I brand emergenti e non, utilizzano sempre di più il sesso come chiave per potersi avvicinare ai consumatori. Oggi, infatti, nelle campagna pubblicitarie si ritorna su un vecchio proverbio che recita ”il sesso vende”, portando l’argomento lussuria ad un livello del tutto inedito.
Il porno è cambiato negli ultimi anni, soprattutto perché le modalità di fruizione si sono evolute. Le persone sono continuamente esposte a questa tipologia di contenuti sul web. Il punto di vista sociale sul tema sembra essere cambiato: è diventato non solo uno strumento di persuasione nel campo della moda.
Ma andiamo con ordine cercando di ripercorrere i momenti più importanti di questo filone.
Il marketing "erotico" di American Apparel
Tra i pionieri nel campo della moda c’è senza dubbio American Apparel che grazie alle sue provocazioni e all'inconfondibile tocco irriverente ha sempre comunicato il concetto dell’erotismo in una chiave moderna.
Diventato celebre per le sue campagne ad alto contenuto sessuale, American Apparel ha sempre puntato su
codici comunicativi e slogan spudorati, oltre i classici schemi, provocando e suscitando anche parecchi scandali. Ci ricordiamo tutti delle campagne a favore degli omosessuali (“
Legalize Gay”) e quelle in cui venivano pubblicizzati casting aperti a modelli transgender, ancor prima che diventasse un fenomeno mainstream.
L'erotismo, da Guy Bourdin a Tom Ford
Dopo il boom economico, negli anni ’60 (uno dei periodi più fiorenti per la pubblicità)
Guy Bourdin inaugura l’epoca delle campagne erotiche nel mondo del fashion. Il fotografo lavora per Charles Jourdan e Roland Pierre o per magazine del calibro di
Vogue Paris e
Harper's Bazaar, dove attraverso corpi nudi esplorava il concetto di voyeurismo. Immagini giunte agli albori della rivoluzione sessuale, che sfidavano le tradizionali idee di sesso, genere e pornografia.
Poi arrivano gli anni '80. Sulla cresta dell’onda,
Calvin Klein. La firma punta a stuzzicare l'eros per vendere jeans, magliette e profumi. I suoi annunci estremamente sensuali, diventati iconici, ritraevano schiere di giovani seminudi che pubblicizzavano i suoi prodotti. Mentre all’alba del nuovo millennio
Tom Ford sposta ulteriormente il confine del “politicamente corretto” nelle campagne d'alta moda realizzate per Gucci, Yves Saint Laurent e per il brand che porta il suo nome.

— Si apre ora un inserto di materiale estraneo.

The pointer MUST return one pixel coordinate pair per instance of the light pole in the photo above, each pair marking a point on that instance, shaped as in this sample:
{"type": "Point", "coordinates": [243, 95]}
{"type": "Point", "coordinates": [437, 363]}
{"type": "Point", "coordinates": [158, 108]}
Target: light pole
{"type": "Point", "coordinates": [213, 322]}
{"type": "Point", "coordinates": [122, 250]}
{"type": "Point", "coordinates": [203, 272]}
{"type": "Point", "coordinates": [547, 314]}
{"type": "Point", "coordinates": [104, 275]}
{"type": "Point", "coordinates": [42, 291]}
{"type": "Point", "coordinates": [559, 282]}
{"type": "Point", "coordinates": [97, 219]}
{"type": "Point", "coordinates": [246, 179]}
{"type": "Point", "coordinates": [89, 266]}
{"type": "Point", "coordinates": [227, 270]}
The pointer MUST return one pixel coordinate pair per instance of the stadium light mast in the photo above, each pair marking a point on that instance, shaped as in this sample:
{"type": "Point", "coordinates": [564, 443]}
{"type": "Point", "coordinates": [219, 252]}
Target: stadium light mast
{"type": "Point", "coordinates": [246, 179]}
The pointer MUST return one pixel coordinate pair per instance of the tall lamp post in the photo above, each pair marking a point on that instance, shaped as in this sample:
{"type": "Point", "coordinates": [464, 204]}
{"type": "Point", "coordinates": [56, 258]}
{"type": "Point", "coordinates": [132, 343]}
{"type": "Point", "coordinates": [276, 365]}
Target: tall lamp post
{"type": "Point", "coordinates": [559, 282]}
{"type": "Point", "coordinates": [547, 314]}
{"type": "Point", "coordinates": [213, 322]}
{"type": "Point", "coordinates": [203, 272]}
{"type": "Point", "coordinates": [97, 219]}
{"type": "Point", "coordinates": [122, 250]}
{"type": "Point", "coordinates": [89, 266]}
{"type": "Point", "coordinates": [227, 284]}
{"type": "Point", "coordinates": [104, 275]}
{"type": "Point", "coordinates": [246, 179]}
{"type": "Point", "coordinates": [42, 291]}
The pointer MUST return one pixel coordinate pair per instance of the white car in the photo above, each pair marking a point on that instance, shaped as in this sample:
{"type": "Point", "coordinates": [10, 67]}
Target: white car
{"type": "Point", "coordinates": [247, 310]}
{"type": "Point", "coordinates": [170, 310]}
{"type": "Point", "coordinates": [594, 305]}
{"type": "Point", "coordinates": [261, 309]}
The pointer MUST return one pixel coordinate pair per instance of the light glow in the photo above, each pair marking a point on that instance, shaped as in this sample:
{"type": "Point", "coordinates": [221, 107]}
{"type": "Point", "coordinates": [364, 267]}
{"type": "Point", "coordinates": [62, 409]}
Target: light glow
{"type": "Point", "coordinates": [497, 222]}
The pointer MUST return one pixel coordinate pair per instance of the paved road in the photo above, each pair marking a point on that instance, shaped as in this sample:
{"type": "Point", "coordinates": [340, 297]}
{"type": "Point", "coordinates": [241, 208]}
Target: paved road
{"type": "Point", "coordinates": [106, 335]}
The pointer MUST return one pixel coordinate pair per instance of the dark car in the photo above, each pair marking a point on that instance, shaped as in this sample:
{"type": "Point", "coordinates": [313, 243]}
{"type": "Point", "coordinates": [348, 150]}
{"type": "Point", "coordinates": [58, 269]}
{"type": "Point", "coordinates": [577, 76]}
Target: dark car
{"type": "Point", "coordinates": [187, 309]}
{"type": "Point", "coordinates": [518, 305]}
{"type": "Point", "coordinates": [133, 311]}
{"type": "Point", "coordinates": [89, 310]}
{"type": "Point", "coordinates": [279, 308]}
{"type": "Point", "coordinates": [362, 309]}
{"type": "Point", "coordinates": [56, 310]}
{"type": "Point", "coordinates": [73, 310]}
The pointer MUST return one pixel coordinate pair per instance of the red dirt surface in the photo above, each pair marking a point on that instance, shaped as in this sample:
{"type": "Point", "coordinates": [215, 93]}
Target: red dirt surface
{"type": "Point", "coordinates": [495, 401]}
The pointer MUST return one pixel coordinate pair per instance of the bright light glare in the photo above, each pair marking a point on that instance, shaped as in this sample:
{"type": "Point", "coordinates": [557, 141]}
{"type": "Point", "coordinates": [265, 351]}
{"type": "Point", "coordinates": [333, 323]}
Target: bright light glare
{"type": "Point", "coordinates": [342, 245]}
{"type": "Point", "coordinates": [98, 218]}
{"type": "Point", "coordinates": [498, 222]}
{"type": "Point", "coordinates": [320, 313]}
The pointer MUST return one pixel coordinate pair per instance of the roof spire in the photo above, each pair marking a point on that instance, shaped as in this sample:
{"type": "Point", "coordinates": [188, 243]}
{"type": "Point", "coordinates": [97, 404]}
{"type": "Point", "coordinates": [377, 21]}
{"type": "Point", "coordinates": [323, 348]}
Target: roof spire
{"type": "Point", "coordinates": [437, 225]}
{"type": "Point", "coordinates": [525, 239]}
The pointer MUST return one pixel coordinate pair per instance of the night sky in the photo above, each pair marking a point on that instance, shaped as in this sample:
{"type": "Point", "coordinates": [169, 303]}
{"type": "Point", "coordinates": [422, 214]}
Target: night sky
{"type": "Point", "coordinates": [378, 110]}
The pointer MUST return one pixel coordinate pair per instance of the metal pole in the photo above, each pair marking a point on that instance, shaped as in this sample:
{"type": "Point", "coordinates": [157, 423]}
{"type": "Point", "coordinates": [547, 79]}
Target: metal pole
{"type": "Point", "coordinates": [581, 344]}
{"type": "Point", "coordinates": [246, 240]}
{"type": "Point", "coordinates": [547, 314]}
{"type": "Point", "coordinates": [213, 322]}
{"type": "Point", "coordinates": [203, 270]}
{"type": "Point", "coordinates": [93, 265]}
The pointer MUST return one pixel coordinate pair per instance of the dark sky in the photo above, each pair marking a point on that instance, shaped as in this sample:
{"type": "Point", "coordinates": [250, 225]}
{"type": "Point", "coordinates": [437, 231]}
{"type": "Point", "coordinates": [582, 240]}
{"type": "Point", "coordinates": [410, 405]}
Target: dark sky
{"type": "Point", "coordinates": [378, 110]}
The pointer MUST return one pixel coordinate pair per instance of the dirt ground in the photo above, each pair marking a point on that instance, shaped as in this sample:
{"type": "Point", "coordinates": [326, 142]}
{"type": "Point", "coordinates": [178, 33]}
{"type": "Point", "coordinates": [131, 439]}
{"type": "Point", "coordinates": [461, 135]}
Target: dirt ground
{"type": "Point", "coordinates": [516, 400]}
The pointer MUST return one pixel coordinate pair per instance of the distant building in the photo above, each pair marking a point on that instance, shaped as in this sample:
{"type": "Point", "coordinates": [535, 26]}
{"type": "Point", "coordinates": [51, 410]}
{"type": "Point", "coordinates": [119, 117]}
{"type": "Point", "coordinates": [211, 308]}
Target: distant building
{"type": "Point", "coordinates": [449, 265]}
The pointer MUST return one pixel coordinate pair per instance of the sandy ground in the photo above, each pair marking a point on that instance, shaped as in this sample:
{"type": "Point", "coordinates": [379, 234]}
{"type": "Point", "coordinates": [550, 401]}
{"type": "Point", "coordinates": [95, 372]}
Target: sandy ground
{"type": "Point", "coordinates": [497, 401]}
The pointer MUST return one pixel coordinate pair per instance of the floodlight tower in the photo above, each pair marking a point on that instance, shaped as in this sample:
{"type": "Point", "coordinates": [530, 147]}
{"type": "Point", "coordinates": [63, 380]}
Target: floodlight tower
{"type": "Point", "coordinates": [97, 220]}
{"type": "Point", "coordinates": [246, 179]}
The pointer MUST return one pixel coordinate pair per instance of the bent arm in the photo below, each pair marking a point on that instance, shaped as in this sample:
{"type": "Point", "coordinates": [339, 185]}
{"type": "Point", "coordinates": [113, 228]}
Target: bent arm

Tra le immagini più controverse c’è quella del modello intento a sfilare l'intimo di Carmen Kass per mostrare la "G" di Gucci.
Playboy: naked is normal
“
Naked is normal” ha dichiarato
Playboy, la rivista che del nudo ha fatto il suo fattore di successo.
Nel 2016 il fondatore
Hugh Hefner annunciò di bandire le “conigliette” senza veli dalle copertine della rivista, con l’obiettivo di contrastare le immagini delle modelle nude sdoganate dal web e aumentare così le vendite. Obiettivo fallito. Dopo un anno il magazine ritorna all’identità primordiale reclamando le sue origini con un restyling: le pin-up senza veli riappaiono in prima pagina, ma con un mood più acqua e sapone.
La campagna sul sesso spinto di Eckhaus Latta e il brand No Sesso
Ad affrontare l’argomento c’è anche la
campagna sul sesso spinto di Eckhaus Latta. Per presentare la collezione Primavera Estate 17 il marchio ha mostrato persone reali che fanno sesso. Le diverse coppie, sia etero che omosessuali, sono state immortalate nei loro momenti più intimi con dettagli nascosti da zone pixelate. La campagna presentava un messaggio positivo sul sesso al giovane pubblico del marchio.
E dopo così tanto sesso assistiamo alla
rinascita del genderless. Via di brand che puntano tutto sulla fluidità.
Nasce da quest’idea il brand No Sesso: le persone spesso chiedono all'artista e designer
Pierre Davis come indossare gli abiti intricati, in gran parte fatti a mano, che realizza per la sua linea. Nato a Los Angeles il brand sfida le idee tradizionali del vestire, con una filosofia di base nota alle cronache sia per il design che per la sua politica no sex/gender. Legati, cuciti o delicatamente ricamati, i capi unisex di No Sesso sembrano essere in continua evoluzione.